Grilled tandoori chicken with chickpea salad and raita
- 1 tbs tandoori paste
- 3/4 cup(s) 99% fat-free plain yoghurt, (180g)
- 600 g Chicken tenderloin
- 2 medium Lebanese cucumber
- 2 tbs fresh mint, finely chopped
- 1 medium Red capsicum, finely chopped
- 1/2 small red onion, thinly sliced
- 1 can(s) chickpeas, canned, rinsed, drained, (1x400g can)
- 1/3 cup(s) fresh coriander, coarsely chopped
- 1 tbs lemon juice
Combine paste and 2 tablespoons yoghurt in a large bowl. Add chicken and turn to coat. Set aside until required.

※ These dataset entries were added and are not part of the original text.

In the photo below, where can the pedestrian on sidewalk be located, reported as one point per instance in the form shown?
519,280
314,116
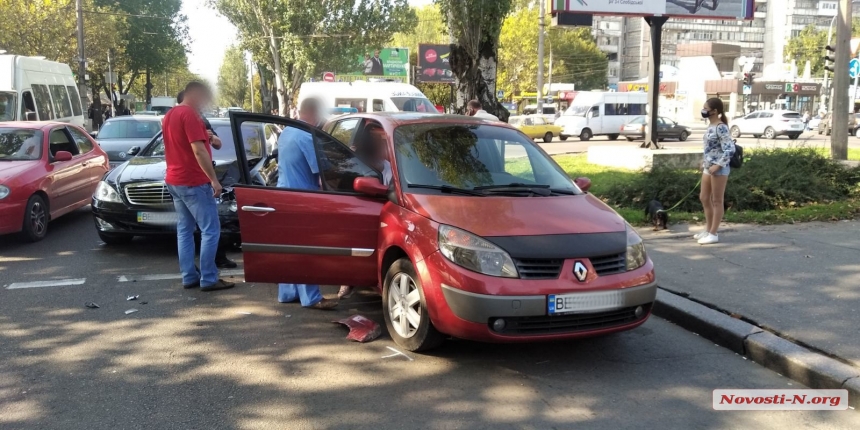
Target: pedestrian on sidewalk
719,148
192,183
298,170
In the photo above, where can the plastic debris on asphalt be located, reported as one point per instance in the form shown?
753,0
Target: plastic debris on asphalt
361,329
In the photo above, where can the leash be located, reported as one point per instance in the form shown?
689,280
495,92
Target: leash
683,198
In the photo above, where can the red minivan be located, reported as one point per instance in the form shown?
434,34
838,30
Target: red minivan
479,236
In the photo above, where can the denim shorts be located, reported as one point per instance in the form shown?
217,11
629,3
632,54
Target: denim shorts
724,171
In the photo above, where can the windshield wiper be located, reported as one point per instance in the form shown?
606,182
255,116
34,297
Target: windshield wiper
448,189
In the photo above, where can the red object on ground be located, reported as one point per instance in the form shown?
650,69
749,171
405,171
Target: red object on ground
361,329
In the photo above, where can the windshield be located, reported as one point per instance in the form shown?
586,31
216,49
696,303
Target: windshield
20,144
8,106
129,129
469,156
413,104
577,110
251,131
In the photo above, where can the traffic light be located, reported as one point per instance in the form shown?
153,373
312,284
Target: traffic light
829,58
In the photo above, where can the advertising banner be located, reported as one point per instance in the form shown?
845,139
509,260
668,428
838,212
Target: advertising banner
692,9
433,64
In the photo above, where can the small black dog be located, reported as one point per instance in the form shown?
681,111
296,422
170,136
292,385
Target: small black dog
657,215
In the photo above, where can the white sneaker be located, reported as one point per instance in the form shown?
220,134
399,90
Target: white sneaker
709,239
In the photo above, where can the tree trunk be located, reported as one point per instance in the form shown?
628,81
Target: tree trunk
475,78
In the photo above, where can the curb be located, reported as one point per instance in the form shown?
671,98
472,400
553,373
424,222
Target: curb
808,367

Finely grate half a cucumber. Squeeze out excess moisture. Combine grated cucumber, mint and remaining yoghurt in a bowl. Season raita with salt and pepper.
Preheat grill on high. Line a baking tray with foil. Place chicken, in a single layer, on prepared tray. Grill, turning, for 10 minutes or until browned and cooked through.
Thinly slice remaining cucumber. Combine cucumber, capsicum, onion, chickpeas, coriander and juice in a bowl. Season with salt and pepper. Serve chicken with salad and raita.
- TIPS: Add it: 1 tbs olive oil to salad in Step 4. Swap it: Tandoori paste for korma, balti or madras curry paste.